La libertad del mercado nos dicen, asegurará la paz. Tal es la tesis de Francis Fukuyama: tras la caída del socialismo, ella se impodrá globalmente, las ideologías morirán, lo regirá todo y habrá paz, porque sin los espejismos de la convicción será la vasta maquinaria la que determine el destino de la gente (no del “pueblo”). El pensamiento único marca -según Fukuyama- el fin de la lucha entre ideologías, el fin de la historia. Este planteo hegeliano no sostiene que dejarán de suceder cosas. Habrá progreso científico pero no político, porque ya habremos alcanzado la cima. Así, la retórica liberal aconseja no mirar nunca al pasado. No vaya a ser que recordemos quiénes somos. La identidad divide, nos dicen, trae conflictos, grietas. Pero fue Hannah Arendt quien señaló que con los apátridas, con los sujetos sin identidad, el poder puede hacer lo que quiera.

Es curioso postular un “pensamiento único” y a la vez excluir todo fundamentalismo. La pretendida tolerancia de la sociedad liberal vela una homogeneización global que ningún totalitarismo logró. El caudaloso rebaño está libre del peso de los ideales. Su único “fanatismo” es el consumo. Libre de ideales, tampoco se cuestiona nada. Es objeto de un formidable control que emerge como un nuevo paradigma del poder.
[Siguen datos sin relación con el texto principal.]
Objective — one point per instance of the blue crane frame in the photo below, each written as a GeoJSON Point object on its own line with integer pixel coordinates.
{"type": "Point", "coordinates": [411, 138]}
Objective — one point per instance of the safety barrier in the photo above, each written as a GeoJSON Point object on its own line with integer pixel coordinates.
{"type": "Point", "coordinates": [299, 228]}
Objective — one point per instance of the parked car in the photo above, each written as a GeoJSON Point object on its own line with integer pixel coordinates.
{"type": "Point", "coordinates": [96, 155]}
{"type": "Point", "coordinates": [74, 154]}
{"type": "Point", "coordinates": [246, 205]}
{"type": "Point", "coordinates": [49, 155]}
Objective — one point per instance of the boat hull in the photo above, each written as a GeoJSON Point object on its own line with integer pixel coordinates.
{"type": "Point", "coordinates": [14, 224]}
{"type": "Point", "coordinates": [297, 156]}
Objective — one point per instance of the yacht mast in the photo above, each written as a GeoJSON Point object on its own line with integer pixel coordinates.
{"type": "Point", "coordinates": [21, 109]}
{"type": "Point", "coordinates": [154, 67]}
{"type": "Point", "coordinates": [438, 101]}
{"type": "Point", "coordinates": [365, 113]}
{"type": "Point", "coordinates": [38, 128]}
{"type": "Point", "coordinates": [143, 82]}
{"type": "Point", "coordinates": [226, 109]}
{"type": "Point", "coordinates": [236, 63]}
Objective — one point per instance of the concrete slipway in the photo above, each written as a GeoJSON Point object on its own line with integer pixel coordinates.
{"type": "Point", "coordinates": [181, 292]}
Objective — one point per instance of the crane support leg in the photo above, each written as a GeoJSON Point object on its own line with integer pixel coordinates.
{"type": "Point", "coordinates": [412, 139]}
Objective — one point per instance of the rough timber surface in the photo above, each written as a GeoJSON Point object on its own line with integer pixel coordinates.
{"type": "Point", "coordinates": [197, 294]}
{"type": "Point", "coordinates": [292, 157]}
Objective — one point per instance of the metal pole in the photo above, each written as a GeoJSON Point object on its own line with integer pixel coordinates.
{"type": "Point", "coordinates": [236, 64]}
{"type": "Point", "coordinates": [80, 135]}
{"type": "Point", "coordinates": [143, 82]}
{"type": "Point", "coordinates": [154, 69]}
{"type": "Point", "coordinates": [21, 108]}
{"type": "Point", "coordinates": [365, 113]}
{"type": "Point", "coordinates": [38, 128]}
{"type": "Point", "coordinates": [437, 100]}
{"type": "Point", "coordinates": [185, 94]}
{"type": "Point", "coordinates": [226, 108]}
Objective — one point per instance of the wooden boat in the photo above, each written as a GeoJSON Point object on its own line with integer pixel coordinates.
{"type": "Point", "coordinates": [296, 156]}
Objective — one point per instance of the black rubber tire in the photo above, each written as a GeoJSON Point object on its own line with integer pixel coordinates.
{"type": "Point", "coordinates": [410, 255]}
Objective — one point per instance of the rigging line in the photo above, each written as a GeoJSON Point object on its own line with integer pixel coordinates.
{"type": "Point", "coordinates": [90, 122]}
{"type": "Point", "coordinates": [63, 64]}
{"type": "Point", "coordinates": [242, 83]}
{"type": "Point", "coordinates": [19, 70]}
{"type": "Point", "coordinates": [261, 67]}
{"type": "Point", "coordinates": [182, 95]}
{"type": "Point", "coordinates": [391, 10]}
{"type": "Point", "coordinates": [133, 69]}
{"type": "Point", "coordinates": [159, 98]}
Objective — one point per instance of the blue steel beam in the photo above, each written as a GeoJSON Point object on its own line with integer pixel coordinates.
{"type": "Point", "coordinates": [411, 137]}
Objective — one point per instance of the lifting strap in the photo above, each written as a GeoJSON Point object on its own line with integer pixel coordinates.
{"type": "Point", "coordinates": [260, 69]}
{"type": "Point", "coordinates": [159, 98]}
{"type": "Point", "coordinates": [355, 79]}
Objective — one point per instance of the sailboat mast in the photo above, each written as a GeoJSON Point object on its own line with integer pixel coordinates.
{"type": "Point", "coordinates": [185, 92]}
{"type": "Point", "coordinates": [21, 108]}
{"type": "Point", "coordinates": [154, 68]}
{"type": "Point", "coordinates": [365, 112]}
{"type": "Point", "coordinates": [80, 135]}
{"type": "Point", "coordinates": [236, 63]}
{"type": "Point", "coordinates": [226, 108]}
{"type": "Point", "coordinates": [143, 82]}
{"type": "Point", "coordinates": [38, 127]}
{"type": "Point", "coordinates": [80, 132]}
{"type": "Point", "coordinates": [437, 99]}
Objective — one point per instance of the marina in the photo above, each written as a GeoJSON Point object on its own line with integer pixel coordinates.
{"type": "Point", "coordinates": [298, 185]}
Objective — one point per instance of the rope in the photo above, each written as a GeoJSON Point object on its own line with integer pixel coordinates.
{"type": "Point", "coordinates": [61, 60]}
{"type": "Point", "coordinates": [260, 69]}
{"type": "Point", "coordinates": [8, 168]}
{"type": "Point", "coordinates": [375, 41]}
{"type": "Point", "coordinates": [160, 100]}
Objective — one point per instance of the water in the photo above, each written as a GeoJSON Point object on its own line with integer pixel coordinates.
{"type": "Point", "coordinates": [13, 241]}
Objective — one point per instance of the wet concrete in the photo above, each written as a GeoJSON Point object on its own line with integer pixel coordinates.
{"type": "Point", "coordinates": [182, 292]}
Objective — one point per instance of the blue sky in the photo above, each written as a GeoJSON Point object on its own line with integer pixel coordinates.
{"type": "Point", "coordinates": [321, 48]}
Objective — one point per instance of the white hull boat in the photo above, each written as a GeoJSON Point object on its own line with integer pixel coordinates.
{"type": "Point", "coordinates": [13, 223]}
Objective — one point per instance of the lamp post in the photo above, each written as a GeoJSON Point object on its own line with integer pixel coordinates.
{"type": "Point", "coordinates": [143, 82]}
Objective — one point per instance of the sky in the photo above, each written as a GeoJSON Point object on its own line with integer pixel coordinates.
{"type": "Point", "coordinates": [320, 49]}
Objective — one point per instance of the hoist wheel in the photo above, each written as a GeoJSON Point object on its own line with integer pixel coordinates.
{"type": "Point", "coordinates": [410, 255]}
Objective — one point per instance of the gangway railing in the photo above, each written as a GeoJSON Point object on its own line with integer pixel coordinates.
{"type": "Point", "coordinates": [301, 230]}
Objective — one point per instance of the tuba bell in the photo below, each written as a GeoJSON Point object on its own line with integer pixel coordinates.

Su irreverencia no es la irreverencia heroica, sino la irreverencia conformista de los últimos hombres. La nuestra es la era de la obediencia perfecta. Porque sin autoridad tampoco hay un autorizarse. Es la obediencia a un imperativo de goce -goce más obligatorio que permitido- que aplasta el deseo. El nuevo poder no opera por institución de ideales, sino por su destitución o degradación. Destituir los ideales no es lo mismo que hacerlos deconsistir para servirse de ellos. La destitución de los ideales inhabilita al sujeto para ello. Ese sujeto de la hipermodernidad liberal no es un fanático. Pero tampoco piensa. Su malestar es un malestar sin conflicto. El peor.

En su curso Todo el mundo es loco, J.-A. Miller postula el advenimiento del hombre de la cantidad, del imperio del número, de la medición y la evaluación generalizadas al extremo. La cantidad nos iguala –advierte-, borra diferencias, aniquila atributos, identidades diferencias. Contrariamente a lo que nos venden, la singularidad prometida queda muy atrás de este sujeto numerable, producible, moldeable y controlable por el poder. No tiene “ideología”, pero idolatra la cantidad. Y es que ella es el espejo en el que ve su propia reducción al número.